# Benro SD ND1000 WMC vs Tiffen ND0.9 filter comparison



## kaihp (May 22, 2014)

I recently discovered on taobao that Benro now also sells filters - specifically also 10-stop ND filters. Since ND1000 filters can help give some interesting effects, I decided to purchase first a 77m and a 82mm filter.

I bought the "SD" (Super Digital) filters. Inspired by Bryan Carnathan's article about 10-stop filters I decided to do a quick test of the filters. As I had previously purchased a 3-stop Tiffen 82m filter (82ND9) I decided to test that also for reference.

Since I don't have an "official" reference color plate, I searched around and downloaded and printed this target: http://photojoes.org/colorchecker.jpg on a laser printer and taped it to a door. Since the printing and my two Osram table lamps used for illumination are likely to give a color cast, so I used the gray boxes to adjust the color temperature for each picture.

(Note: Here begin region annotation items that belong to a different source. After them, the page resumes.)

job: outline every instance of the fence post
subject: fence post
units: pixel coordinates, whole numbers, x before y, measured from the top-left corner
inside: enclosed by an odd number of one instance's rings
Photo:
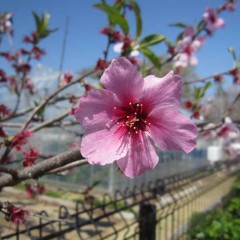
[[[139,212],[139,240],[156,240],[156,206],[141,203]]]

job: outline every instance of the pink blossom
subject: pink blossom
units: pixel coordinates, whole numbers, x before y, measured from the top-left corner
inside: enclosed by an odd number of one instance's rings
[[[27,138],[32,136],[32,132],[26,130],[25,132],[17,133],[12,140],[12,148],[16,148],[17,151],[21,151],[22,146],[27,143]]]
[[[0,33],[13,33],[12,14],[9,12],[0,14]]]
[[[14,224],[24,224],[26,221],[26,217],[29,215],[29,211],[24,210],[20,207],[16,207],[15,205],[9,203],[7,205],[8,211],[8,220]]]
[[[25,191],[30,198],[34,198],[37,195],[43,194],[45,192],[45,187],[43,185],[32,186],[30,184],[26,184]]]
[[[34,165],[35,161],[39,158],[39,152],[36,148],[31,147],[28,151],[23,152],[25,160],[23,161],[23,167],[29,167]]]
[[[206,10],[206,12],[203,14],[203,20],[207,24],[206,27],[210,33],[224,26],[224,20],[222,18],[218,18],[216,11],[214,11],[212,8],[208,8]]]
[[[75,112],[84,128],[81,153],[90,164],[117,161],[121,172],[133,178],[157,165],[156,147],[194,149],[197,128],[178,110],[179,76],[143,78],[130,61],[119,58],[100,82],[106,89],[89,91]]]
[[[62,79],[61,79],[61,85],[64,86],[66,84],[69,84],[73,79],[73,74],[71,72],[65,72],[63,73]]]
[[[95,69],[105,70],[107,68],[107,61],[105,59],[98,59]]]
[[[227,138],[232,131],[232,125],[231,124],[224,124],[218,131],[217,136],[222,138]]]
[[[175,67],[195,66],[198,64],[198,59],[195,52],[203,45],[204,38],[198,37],[194,39],[195,31],[192,27],[187,27],[181,40],[178,41],[176,46],[177,55],[174,57]]]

(I should say that I'm very much still learning about color temperatures, so I could have done the adjustments incorrectly. If so, please let me know and I'll be happy to update/correct things.)

I chose a deep DOF (f/8) to ensure that I wasn't getting hurt by creases in the paper and non-planarity issues from the taping. Also, since I'm not sure of the lamp filament type, I shot at 0.5sec exposure so reduce or avoid any flicker issues. The 0.5sec, f/8, ISO 100 gave standard exposure with the two lamps.

I'm showing 5 shots, all adjusted to the same (theoretical) in-camera exposure. They have been run through DPP for color temperature adjustment and rescaling to 1200 x 800 px, nothing else.

The camera (5D3) was (obviously) mounted on a tripod (concrete floor), live view was used for initial focus and the lens was then switched to MF. IS was off. Silent shutter and a remote (wireless) trigger was used. 

All shots taken at f/8, ISO 100.
1) Control shot, 24-70/2.8L Mk II @ 70mm, *0.5*sec.
2) Tiffen ND0.9, 24-70/2.8L Mk II @ 70mm, *4*sec.
3) Benro ND10, 24-70/2.8L Mk II @ 70mm, *480*sec.
4) Control shot, 70-200/2.8L II @ 200 mm, *0.5*sec.
5) Benro ND10, 70-200/2.8L II @ 200 mm, *480*sec.

So what are my conclusions so far?
Like Bryan, I find that the Tiffen gives a really bad color cast and much reduced contract. Sharpness seems OK, though. Cost is USD136, according to their website
The Benro filters look quite good with colors very close to the control picture (after correction) and little or no sharpness lost. I'm quite happy with what I see here, especially with the price paid: RMB485-600 (USD88-96) .

Comments, suggestions and improvements/corrections to methodology / design of test are welcome.


----------